Stills and concept images 
Info

documentary essay

in post-production

release ~ 2024

duration: ~ 120

director: Oksana Kazmina ︎︎︎

protagonists: 
AntiiGonna ︎
Ksenia Platanova ︎
Masha Pronina ︎

music:
Lyudska Podoba ︎
Logline
A cinematic journey through the worlds, real and imaginary, past and present, of four Ukrainian artists who come together to live their story. At times, the story follows the safe paths of collective narratives, but often it ventures into the dark waters of the unspeakable self. Yet in the end, we continue to walk, together, alive.

Synopsis
One day, a woman came to a crossroads. There were no road signs so she stopped in confusion. “Where do you need to go?” asked another woman, approaching the crossroads. “I have to bury my father,” said a third woman, arriving then. “Let’s bury the fathers right on this intersection,” said the fourth woman. It was getting dark already. The women started to dance while waiting for the stars to come out. As night fell and the stars shone brightly, they began to talk.

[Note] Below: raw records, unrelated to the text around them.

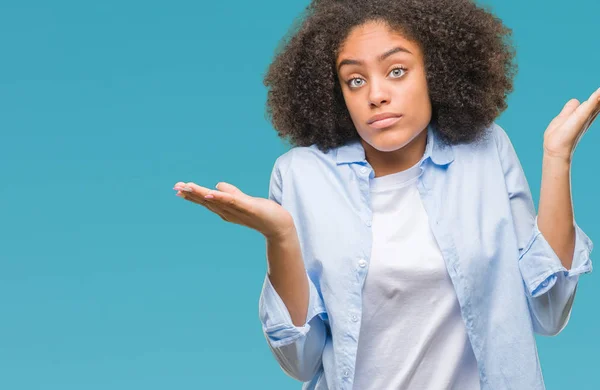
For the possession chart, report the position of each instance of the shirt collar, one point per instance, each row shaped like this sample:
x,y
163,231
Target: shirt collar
x,y
439,154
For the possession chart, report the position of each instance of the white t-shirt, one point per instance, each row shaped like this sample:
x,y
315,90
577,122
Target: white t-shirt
x,y
412,335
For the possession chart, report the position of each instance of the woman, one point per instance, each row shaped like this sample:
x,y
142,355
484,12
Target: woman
x,y
403,246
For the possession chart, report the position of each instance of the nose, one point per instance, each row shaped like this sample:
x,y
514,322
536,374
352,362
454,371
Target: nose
x,y
378,93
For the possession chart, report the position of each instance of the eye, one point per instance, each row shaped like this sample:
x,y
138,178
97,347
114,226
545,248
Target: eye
x,y
397,72
398,69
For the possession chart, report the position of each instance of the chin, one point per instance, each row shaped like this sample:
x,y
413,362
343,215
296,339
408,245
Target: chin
x,y
389,140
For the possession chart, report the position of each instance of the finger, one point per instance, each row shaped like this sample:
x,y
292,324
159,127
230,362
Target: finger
x,y
215,208
229,188
582,114
232,202
194,189
565,113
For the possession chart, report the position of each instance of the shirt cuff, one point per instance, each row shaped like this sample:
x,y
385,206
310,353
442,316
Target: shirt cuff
x,y
539,264
276,320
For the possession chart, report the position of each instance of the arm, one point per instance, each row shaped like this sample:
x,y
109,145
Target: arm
x,y
550,286
290,304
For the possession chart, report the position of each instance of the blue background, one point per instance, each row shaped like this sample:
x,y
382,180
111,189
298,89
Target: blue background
x,y
110,281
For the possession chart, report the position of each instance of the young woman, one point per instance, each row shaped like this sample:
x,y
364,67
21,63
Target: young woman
x,y
404,250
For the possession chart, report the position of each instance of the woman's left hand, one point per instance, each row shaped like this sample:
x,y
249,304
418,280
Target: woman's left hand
x,y
564,132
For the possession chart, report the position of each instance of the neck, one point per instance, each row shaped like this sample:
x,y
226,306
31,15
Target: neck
x,y
387,163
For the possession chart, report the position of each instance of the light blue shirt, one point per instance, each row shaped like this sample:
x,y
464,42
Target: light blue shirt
x,y
508,280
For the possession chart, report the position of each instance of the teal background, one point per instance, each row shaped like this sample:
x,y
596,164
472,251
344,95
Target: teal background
x,y
110,281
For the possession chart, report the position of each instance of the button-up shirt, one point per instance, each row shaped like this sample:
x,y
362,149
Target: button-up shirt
x,y
509,282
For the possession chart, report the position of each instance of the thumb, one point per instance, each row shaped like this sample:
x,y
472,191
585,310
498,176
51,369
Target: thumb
x,y
569,108
229,188
565,113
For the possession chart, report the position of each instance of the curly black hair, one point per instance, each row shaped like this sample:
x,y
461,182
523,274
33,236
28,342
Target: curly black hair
x,y
468,59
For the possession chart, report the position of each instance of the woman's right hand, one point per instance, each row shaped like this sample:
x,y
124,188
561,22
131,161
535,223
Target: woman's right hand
x,y
232,205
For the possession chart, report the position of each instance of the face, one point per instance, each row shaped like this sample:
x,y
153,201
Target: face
x,y
381,72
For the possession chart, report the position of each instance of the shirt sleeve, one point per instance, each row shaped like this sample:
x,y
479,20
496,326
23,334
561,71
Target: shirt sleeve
x,y
297,349
550,288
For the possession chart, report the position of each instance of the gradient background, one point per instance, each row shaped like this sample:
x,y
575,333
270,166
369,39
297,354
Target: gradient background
x,y
110,281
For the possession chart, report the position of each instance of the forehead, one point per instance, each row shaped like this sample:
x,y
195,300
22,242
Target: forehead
x,y
371,39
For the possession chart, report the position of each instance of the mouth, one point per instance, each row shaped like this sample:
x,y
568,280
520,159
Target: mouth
x,y
383,123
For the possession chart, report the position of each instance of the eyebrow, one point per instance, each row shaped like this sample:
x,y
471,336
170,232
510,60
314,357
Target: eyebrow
x,y
382,57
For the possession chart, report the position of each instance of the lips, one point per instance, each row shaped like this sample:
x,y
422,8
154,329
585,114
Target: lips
x,y
382,116
385,122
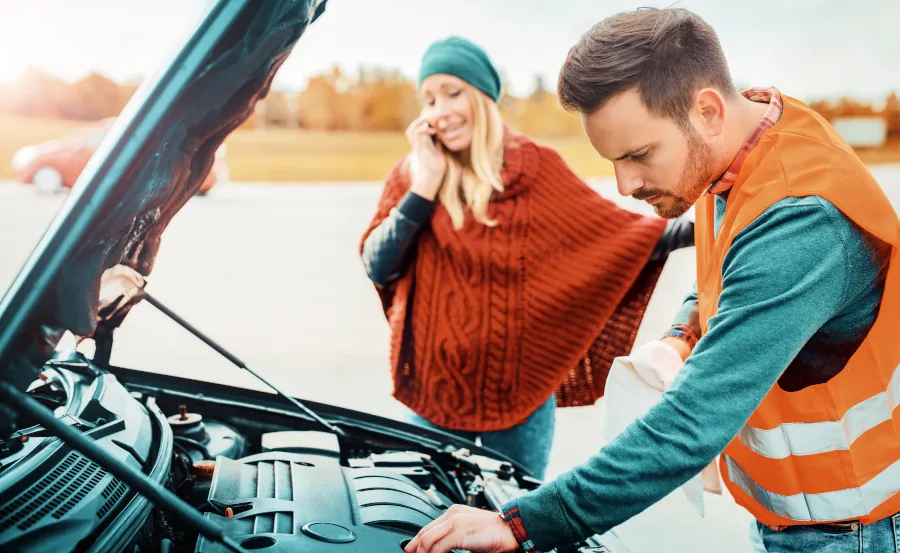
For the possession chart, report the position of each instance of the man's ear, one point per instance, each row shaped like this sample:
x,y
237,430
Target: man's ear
x,y
709,109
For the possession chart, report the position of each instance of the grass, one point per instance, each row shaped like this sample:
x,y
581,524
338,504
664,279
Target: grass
x,y
283,155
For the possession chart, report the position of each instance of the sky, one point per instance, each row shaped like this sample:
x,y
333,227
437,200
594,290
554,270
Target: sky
x,y
808,48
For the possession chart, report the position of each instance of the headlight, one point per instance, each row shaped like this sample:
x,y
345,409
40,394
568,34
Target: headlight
x,y
23,157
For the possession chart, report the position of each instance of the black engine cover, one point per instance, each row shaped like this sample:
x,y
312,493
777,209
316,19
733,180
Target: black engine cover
x,y
309,502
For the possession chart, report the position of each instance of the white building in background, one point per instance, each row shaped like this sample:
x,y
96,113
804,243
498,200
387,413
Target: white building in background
x,y
865,131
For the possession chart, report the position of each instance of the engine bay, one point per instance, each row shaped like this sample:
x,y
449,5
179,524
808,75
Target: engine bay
x,y
272,479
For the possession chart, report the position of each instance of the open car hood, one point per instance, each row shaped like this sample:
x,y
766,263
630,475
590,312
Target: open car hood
x,y
153,161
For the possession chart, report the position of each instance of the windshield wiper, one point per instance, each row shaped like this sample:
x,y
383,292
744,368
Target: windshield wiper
x,y
237,362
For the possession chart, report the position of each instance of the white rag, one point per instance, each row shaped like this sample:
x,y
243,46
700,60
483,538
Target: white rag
x,y
635,384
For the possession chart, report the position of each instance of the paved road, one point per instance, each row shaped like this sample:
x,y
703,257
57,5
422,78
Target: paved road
x,y
271,272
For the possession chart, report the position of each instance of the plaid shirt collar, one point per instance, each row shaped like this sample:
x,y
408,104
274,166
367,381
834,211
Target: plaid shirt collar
x,y
773,114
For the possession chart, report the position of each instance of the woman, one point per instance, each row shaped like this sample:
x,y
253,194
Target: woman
x,y
508,283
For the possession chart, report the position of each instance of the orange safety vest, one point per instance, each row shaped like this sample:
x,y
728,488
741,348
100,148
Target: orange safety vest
x,y
829,452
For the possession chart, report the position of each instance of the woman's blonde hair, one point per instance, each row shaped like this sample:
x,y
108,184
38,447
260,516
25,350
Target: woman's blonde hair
x,y
474,174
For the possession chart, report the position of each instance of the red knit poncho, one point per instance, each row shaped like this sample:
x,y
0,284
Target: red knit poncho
x,y
486,323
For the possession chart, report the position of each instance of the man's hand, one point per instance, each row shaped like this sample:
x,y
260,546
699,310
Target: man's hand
x,y
679,345
468,528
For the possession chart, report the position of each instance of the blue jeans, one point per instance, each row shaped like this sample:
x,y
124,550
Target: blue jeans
x,y
882,536
527,443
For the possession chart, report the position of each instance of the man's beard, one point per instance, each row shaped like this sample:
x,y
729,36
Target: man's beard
x,y
696,177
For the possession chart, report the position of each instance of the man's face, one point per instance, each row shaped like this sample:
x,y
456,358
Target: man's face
x,y
654,158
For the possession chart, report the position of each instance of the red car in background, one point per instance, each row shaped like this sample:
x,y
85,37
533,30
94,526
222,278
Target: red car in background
x,y
55,165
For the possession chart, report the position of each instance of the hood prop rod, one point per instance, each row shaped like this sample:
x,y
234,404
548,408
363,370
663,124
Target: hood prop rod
x,y
237,362
159,495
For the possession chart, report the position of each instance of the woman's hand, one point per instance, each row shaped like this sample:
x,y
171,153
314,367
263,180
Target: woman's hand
x,y
428,164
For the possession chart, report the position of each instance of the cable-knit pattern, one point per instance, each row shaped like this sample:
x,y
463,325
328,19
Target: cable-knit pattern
x,y
486,323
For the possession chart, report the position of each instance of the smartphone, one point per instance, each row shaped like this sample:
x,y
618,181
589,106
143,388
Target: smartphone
x,y
434,139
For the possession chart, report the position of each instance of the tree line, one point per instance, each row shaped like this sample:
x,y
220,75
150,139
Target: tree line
x,y
372,100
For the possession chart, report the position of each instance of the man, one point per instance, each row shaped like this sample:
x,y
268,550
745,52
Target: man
x,y
793,380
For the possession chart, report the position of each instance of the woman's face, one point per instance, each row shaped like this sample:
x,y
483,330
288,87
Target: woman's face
x,y
446,106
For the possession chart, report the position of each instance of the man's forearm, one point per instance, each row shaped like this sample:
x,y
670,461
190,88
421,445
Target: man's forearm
x,y
387,248
722,382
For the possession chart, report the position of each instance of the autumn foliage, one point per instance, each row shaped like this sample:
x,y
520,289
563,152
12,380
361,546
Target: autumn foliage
x,y
374,100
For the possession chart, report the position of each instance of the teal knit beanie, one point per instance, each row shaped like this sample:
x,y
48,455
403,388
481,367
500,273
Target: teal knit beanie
x,y
461,58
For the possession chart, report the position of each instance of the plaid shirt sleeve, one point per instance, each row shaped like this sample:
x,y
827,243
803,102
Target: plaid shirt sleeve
x,y
510,513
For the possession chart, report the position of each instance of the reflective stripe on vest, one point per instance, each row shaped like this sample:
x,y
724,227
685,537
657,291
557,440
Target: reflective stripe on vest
x,y
848,504
810,438
831,451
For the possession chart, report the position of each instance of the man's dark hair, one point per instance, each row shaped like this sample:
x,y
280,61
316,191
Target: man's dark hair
x,y
667,54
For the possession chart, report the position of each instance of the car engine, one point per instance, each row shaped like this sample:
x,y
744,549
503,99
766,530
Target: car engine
x,y
271,487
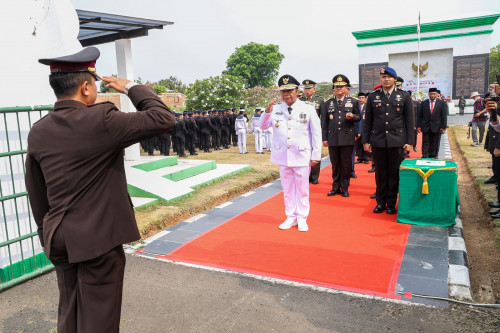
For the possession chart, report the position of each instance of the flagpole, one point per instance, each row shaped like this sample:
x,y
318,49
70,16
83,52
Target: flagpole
x,y
418,59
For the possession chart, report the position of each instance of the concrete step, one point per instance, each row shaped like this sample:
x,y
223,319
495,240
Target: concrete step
x,y
149,163
185,168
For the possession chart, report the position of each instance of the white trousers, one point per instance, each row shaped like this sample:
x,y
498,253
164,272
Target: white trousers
x,y
295,184
257,132
268,140
242,140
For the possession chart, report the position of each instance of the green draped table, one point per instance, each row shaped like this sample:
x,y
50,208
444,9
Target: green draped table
x,y
432,202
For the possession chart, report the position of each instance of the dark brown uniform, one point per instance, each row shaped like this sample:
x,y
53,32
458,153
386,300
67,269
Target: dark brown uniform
x,y
78,193
340,134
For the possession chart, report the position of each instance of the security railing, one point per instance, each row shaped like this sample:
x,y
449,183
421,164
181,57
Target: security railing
x,y
21,255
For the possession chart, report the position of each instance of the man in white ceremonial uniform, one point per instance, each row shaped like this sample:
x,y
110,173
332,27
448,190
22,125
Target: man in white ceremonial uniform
x,y
241,127
296,147
257,131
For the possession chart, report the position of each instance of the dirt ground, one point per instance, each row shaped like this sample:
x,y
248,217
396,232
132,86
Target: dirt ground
x,y
480,231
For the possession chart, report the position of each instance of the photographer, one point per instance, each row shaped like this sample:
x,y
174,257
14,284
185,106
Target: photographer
x,y
493,109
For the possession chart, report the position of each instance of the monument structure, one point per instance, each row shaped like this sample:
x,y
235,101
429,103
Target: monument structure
x,y
454,55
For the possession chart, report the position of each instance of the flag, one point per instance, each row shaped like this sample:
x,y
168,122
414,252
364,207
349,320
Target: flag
x,y
418,27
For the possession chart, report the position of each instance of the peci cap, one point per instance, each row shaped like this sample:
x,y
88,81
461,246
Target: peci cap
x,y
308,84
287,82
340,80
83,61
389,71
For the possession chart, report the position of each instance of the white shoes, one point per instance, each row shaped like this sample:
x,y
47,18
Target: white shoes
x,y
289,222
302,224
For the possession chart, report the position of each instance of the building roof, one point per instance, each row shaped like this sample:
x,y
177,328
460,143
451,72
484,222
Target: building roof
x,y
461,23
99,28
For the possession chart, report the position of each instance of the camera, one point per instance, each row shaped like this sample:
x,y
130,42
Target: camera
x,y
494,90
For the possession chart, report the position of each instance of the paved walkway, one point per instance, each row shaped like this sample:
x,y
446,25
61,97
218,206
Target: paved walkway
x,y
424,269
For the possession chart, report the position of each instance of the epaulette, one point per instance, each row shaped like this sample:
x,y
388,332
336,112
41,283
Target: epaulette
x,y
36,122
105,102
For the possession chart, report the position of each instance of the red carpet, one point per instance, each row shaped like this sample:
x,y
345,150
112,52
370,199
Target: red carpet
x,y
347,246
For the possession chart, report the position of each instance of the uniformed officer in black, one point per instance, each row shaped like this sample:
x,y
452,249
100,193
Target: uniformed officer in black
x,y
226,122
337,123
387,132
192,130
180,135
317,101
232,129
205,129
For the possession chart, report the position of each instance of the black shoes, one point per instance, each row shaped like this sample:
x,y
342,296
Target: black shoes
x,y
391,210
379,209
332,193
492,180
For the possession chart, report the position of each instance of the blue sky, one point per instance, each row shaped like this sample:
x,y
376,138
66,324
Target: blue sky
x,y
314,35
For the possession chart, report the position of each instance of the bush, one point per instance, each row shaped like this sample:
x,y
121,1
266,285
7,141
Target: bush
x,y
219,92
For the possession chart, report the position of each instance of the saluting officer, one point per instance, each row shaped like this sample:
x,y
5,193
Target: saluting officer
x,y
387,131
75,178
337,123
317,101
296,147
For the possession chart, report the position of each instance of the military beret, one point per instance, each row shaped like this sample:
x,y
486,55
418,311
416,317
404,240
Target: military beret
x,y
287,82
340,80
83,61
389,71
308,83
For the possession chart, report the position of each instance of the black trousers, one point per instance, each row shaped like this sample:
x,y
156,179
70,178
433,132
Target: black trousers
x,y
181,144
205,141
387,161
360,151
314,174
164,144
340,157
234,137
90,292
190,144
496,171
430,144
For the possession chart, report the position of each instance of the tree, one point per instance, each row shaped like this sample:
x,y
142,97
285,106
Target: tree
x,y
260,96
218,92
494,63
257,64
173,83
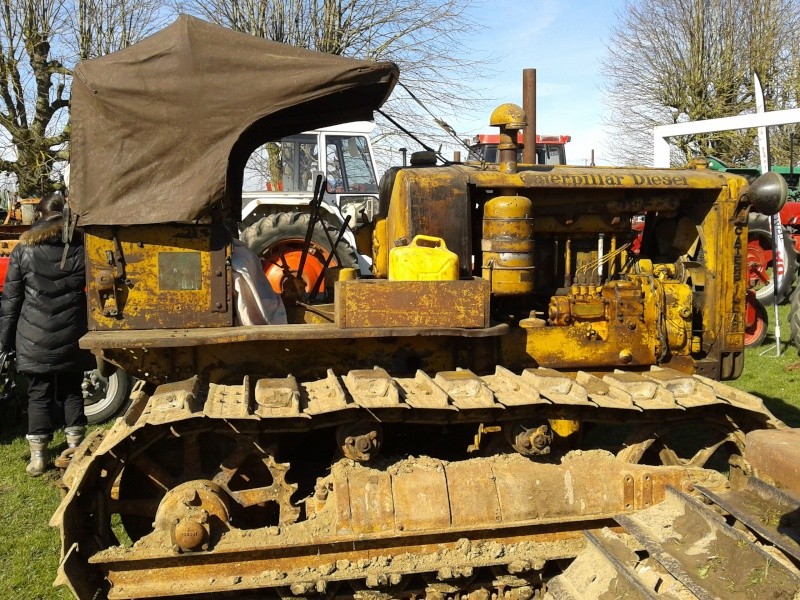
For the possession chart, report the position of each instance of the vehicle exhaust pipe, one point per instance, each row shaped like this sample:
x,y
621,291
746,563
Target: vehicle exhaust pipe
x,y
529,108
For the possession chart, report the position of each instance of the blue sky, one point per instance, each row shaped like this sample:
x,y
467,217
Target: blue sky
x,y
564,41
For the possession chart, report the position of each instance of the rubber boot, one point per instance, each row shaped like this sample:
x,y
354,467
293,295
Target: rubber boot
x,y
75,435
39,457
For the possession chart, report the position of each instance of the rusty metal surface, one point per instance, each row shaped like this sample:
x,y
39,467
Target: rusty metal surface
x,y
686,549
157,277
204,465
377,304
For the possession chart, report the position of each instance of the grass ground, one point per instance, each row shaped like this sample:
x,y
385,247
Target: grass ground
x,y
29,548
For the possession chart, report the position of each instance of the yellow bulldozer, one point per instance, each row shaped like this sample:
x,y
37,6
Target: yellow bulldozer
x,y
515,404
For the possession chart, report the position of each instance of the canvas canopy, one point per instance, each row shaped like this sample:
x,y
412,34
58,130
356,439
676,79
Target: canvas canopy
x,y
161,130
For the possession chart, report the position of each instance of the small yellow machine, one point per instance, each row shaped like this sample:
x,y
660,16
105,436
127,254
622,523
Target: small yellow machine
x,y
526,368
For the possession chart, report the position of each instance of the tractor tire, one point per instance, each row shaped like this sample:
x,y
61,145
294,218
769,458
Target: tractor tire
x,y
794,319
760,262
105,398
278,240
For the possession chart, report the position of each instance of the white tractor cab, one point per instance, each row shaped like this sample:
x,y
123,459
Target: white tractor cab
x,y
277,195
550,149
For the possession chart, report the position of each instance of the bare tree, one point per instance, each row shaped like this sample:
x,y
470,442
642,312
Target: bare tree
x,y
428,39
672,61
40,40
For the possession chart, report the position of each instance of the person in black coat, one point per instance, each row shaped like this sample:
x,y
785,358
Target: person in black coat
x,y
42,317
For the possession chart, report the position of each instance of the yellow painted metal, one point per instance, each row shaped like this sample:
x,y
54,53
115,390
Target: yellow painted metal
x,y
380,251
564,427
508,245
156,277
426,258
374,303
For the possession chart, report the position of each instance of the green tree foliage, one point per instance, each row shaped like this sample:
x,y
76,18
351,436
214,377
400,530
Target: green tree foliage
x,y
672,61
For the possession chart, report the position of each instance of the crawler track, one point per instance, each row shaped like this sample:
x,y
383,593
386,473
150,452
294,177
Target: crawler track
x,y
276,486
734,544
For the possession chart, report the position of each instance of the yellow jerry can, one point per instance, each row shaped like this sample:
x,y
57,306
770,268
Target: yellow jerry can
x,y
426,258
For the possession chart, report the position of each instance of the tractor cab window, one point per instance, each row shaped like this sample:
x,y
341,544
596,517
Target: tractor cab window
x,y
350,168
550,154
287,165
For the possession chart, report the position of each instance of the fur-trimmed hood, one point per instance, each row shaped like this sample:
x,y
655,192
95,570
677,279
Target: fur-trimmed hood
x,y
43,232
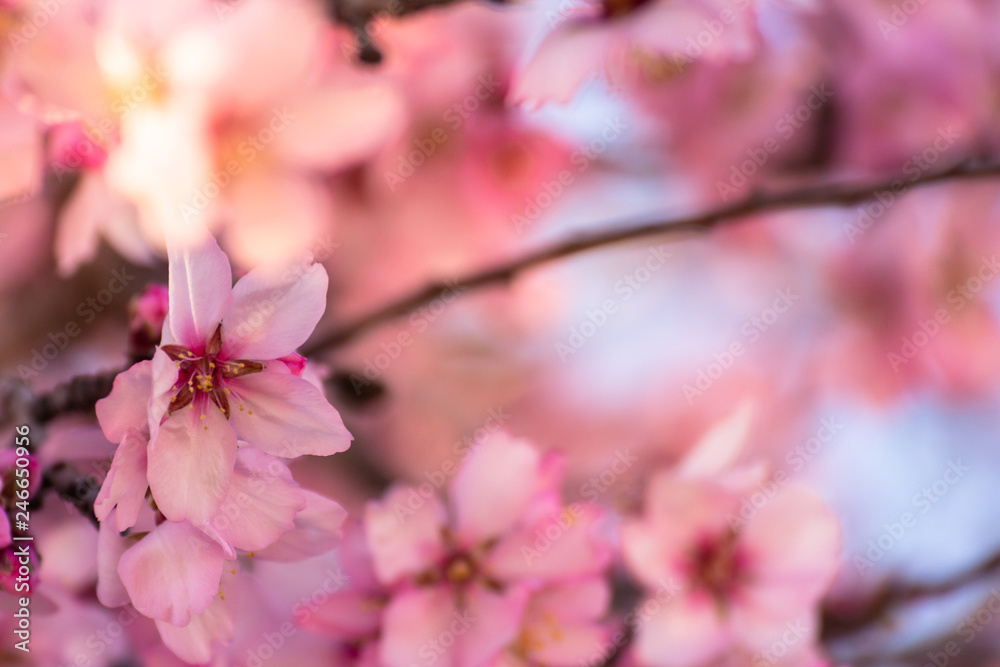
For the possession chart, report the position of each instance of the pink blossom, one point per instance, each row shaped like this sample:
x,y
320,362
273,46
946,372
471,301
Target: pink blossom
x,y
217,375
468,568
731,582
613,37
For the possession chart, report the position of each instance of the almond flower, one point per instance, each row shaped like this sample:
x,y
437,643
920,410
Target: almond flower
x,y
461,576
739,584
225,369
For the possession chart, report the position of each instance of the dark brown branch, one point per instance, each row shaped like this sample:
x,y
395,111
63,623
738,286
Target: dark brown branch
x,y
358,15
77,395
810,197
838,624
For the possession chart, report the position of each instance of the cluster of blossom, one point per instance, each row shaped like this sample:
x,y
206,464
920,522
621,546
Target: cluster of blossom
x,y
203,428
221,134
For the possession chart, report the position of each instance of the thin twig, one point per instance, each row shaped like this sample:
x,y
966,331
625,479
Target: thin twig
x,y
809,197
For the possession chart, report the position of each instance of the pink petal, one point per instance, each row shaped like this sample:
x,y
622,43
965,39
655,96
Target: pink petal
x,y
20,152
560,545
404,533
559,628
495,486
415,618
566,58
720,446
165,373
111,591
127,405
489,622
260,505
793,545
316,531
5,535
585,600
191,464
193,642
172,572
286,416
125,485
685,631
679,512
274,312
200,286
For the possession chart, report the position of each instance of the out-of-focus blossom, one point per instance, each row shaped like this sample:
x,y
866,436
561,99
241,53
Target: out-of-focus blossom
x,y
147,313
736,575
469,569
912,293
613,36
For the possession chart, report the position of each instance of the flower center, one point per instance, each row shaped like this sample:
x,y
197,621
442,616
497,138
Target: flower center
x,y
718,565
203,375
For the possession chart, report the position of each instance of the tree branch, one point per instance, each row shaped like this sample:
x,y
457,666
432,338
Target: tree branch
x,y
809,197
79,394
838,624
358,15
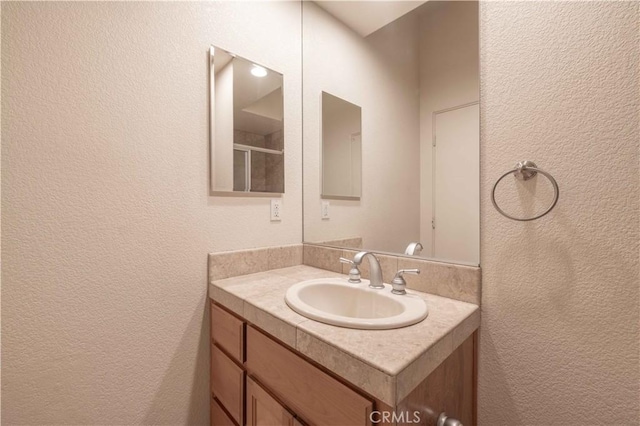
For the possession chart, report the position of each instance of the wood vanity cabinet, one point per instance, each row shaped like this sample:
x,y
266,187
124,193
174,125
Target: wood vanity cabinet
x,y
256,380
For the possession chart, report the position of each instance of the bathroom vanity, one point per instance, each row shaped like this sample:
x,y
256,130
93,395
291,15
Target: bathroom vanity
x,y
271,366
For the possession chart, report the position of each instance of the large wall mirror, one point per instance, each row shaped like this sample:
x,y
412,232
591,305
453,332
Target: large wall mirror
x,y
412,71
247,138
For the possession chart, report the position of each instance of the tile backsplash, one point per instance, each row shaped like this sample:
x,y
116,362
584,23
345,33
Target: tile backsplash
x,y
242,262
457,282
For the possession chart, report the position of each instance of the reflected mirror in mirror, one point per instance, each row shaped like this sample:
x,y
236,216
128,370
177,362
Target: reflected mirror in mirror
x,y
341,148
247,138
414,71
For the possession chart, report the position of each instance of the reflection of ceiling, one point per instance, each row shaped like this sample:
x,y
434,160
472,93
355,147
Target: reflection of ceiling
x,y
366,17
257,101
269,106
250,109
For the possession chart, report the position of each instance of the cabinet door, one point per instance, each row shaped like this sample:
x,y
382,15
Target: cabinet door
x,y
263,409
227,383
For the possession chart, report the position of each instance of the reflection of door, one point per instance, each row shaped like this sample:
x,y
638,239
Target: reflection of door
x,y
241,170
456,175
356,163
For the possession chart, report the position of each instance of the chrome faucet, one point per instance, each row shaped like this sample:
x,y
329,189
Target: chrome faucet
x,y
375,272
413,249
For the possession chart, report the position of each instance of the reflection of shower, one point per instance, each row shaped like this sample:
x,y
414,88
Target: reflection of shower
x,y
413,249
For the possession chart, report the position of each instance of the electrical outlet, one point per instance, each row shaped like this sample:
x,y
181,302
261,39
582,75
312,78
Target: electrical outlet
x,y
276,210
324,213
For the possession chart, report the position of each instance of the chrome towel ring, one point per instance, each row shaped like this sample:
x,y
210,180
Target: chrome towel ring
x,y
526,170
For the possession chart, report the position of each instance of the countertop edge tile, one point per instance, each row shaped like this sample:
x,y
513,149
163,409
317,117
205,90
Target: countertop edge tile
x,y
362,375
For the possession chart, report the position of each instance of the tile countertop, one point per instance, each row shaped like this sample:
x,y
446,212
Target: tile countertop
x,y
387,364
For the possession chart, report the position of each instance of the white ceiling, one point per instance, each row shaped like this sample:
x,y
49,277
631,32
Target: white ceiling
x,y
366,17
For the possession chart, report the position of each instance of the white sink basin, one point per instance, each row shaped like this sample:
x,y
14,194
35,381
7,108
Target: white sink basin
x,y
336,301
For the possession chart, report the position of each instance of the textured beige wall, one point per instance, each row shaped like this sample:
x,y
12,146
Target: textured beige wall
x,y
559,340
379,74
107,220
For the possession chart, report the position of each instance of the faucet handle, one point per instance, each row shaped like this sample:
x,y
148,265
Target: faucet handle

Underwater invites you for a walk through the physical and metaphorical backyards of Ukraine. Oksana, the director, walks with her friends AntiiGonna, Ksenia and Masha through industrial landscapes tangled with lush greenery, slowly sinking into the dark waters of their past.

AntiiGonna used to live between her father’s home in Odesa, her mother’s flat in Vinnytsia, and nightclubs in Kyiv. She creates experimental videos which she calls ‘horror porn’ –  a puzzling mixture art curators, film programmers and viewers never know quite how to handle, yet which fascinates like the first glimpse of one’s face in an alien mirror. 

Kseniya used to live in Zaporizhia, an industrial city in the south-east of Ukraine. She works as a hairdresser to provide for her two daughters and elderly mother, and in her free time creates mutant dolls from found objects, paper and food. These dolls tell stories Ksenia herself is not able to speak about.

Masha fled from hometown of Donetsk when the war broke out in 2014, and then  her second home – Mariupol – in 2022. She cuts up tabloid magazines – religious, pornographic, cookery, dating – and reshapes them through collage practice into a reality where queer Jesus preaching to kittens is a real possibility .

Through conversations with her friends and herself, Oksana reveals connections between the four of them and weaves a collective narrative about the many wars that women have to fight throughout their lives.

Underwater plunges into the personal and social darkness of our past. Just as swimmers in deep water can look up to see light glimmering above them, so do we, the characters and creators of the film, draw from mutual support, hope, love. Set against the darkness of the war, this light seems achingly bright.